I took pictures at the space center, and I want to edit them before I put them up - I'd like to get some of that done during my break. I think the ones that I want to edit, but don't have the skills for yet, I will put in an Endnote notebook with my thoughts for fixing them, and go back to them later.
When I came home, I finished reading a book I've been working on for a while, Neil Gaiman's American Gods. Robin gave it to me a bit ago - it's the first of Gaiman's novels that I've ever read, though I have read some of his short stories. It was wonderful and tricky and full of the kinds of allusions to other things that I love. When I first started it, I wasn't sure that I was going to like it, but I got sucked into it. I definitely need to read more of his work now. He's an author that I have always been interested in, but had only just gotten around to reading.
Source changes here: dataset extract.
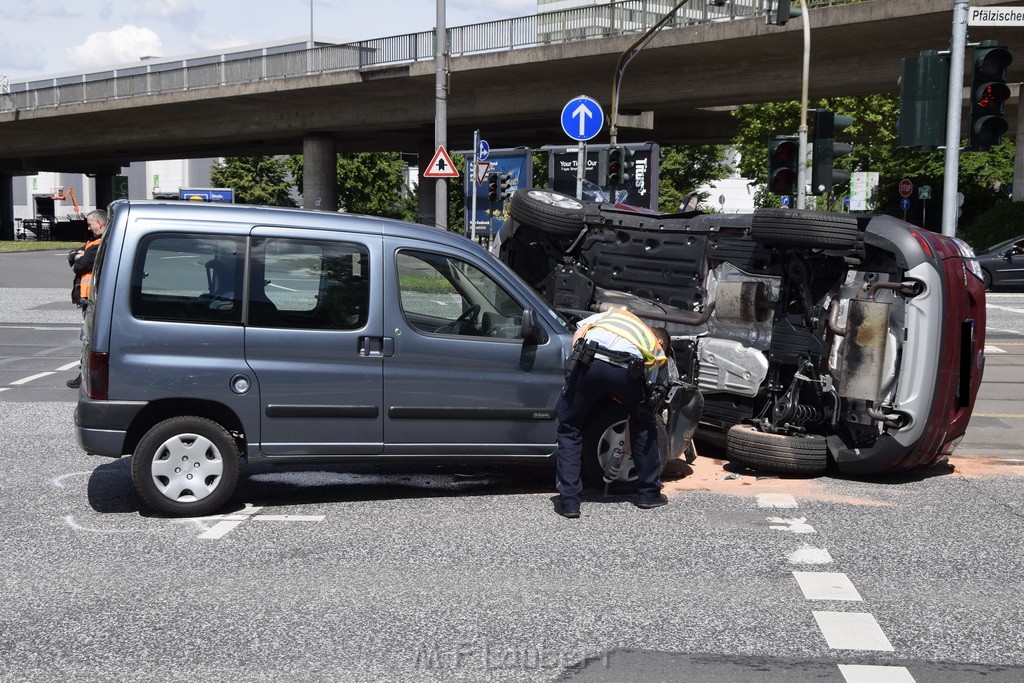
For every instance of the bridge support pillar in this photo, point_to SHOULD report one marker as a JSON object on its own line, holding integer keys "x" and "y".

An amazing book is one you know that you will *have* to reread again, before you have finished it through once. This is an amazing book.
I learned some new words today, too, at the museum.
taeyang = Sun. The sun is also called hae-nim, which is interesting. I'm not sure exactly what the nuance of the first part is - I think the common word for the sun, as opposed to taeyang, the scientific word. But the -nim ending is what you use when you are referring to a person, kind of like the japanese -san. I guess it's kind of like saying "Mr. Sun" in English.
eoknyeon = light year. I learned this from reading an exhibit about how far away things were from us.
chigu = Earth.
uju = space, as in, outer space.
sajajari = Leo, the constellation, or the zodiac sign. there was an activity the kids did where they made necklaces with each of their signs, and I got one. You got a little picture with a diagram of your constellation on it, and put dots of glow-in-the-dark glue on the dots marking the stars, and then put it in a little plastic case on a string. They let us teachers do it too.
Now, to get ready for the yarn crawl tomorrow, and also do some emails and budgeting and cleaning up. Oh, and figuring out what I am giving to my swap partner. I have a list of ideas, and a $25 budget.